D’autres lectures furent également essentielles : Baudelaire et ses Fleurs du mal, Victor Hugo et Sade, découvert en 1861, et dont la manière et la théorie satisfaisaient la perversion de Swinburne à laquelle s’ajoutait désormais une tendance à l’alcoolisme de plus en plus prononcée. En 1865, Atalante à Calydon connut un grand succès, malgré la virulence de son athéisme déclaré, et cette année vit aussi la publication de Chastelard, premier volet d’un triptyque consacré à la reine d’Écosse, plus tard suivi de Bothwell (1874) et de Marie Stuart (1881). C’est cependant Poèmes et Ballades (1866) qui devait tisser les destinées littéraires de Swinburne, admiré par ses amis, vilipendé par la société qui cria au scandale.

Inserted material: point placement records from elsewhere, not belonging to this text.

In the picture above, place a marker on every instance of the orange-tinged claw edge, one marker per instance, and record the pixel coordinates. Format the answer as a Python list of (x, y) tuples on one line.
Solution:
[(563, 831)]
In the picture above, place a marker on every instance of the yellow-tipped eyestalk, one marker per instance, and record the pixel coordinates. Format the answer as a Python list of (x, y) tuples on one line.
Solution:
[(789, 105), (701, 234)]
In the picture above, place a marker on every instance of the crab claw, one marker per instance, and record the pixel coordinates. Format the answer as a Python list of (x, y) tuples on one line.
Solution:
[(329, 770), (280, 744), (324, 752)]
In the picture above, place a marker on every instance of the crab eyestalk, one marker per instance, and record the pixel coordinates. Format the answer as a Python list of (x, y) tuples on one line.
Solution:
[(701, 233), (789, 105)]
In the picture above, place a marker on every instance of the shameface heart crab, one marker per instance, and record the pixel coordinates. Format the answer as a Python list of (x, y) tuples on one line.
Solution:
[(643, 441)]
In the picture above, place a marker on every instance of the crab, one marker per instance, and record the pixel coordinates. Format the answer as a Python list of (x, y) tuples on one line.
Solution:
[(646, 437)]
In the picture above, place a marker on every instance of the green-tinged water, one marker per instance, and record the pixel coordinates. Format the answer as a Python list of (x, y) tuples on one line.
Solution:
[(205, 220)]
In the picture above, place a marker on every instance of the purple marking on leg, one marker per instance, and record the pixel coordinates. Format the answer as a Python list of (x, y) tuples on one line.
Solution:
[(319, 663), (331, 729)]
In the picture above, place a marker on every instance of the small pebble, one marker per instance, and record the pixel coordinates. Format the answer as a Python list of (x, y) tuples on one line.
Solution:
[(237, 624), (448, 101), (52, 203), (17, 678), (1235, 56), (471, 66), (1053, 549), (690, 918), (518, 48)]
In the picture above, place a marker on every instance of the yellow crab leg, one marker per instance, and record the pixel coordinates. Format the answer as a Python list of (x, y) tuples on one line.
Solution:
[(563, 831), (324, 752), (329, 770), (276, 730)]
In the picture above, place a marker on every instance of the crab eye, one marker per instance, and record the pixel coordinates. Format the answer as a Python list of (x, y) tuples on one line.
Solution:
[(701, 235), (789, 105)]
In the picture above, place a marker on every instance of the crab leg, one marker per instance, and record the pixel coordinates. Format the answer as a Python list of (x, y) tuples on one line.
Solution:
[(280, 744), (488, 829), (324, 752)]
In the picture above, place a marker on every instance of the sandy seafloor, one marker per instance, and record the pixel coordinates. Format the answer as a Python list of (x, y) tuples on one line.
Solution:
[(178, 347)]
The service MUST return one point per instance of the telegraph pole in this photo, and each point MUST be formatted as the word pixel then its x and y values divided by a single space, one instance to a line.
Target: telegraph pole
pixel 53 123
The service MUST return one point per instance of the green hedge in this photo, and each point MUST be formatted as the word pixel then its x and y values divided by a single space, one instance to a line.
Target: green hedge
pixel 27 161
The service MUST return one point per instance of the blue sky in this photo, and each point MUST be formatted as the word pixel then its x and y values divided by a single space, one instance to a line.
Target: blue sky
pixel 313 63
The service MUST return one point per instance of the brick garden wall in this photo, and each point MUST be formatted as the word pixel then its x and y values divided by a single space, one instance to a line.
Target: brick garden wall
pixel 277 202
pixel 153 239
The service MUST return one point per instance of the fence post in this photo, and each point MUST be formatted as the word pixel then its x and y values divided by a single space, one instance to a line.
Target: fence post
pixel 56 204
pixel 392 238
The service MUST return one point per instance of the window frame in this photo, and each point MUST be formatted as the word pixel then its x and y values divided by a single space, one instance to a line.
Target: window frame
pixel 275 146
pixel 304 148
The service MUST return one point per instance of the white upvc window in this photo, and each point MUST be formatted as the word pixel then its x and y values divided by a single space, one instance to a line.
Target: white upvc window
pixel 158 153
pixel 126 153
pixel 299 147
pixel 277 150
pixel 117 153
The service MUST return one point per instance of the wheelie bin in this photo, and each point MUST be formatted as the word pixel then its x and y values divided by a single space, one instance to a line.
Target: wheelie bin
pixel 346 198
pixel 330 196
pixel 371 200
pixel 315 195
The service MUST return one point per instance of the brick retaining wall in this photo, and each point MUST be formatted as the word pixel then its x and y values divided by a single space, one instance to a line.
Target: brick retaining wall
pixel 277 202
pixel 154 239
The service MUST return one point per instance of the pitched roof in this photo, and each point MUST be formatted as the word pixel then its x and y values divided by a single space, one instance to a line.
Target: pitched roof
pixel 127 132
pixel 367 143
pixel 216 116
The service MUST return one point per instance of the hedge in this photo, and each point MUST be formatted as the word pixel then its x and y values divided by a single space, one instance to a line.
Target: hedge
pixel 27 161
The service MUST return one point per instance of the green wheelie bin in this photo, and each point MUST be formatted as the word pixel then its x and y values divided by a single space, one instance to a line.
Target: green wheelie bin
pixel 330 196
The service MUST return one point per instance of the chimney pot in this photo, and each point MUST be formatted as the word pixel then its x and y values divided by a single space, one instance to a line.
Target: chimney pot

Évoquant cette haine, le poète regretta de ne pas avoir écrit en exergue à son volume ces vers de Théophile Gautier :
J’en préviens les mères de famille
Ce que j’écris n’est pas pour les petites filles,
Dont on coupe le pain en tranches ; mes vers
Sont des vers de jeune homme.
Recueilli, à demi-mourant, par l’un de ses amis qui l’arracha aux plaisirs mortels du fouet et de l’alcool, celui qui avait été un poète scandaleux et qui avouait désormais regretter ses “péchés de jeunesse”, maintenant séquestré volontaire et muré dans sa surdité, devait vivre jusqu’en 1909.
Extrait de la préface du traducteur, Pascal Aquien.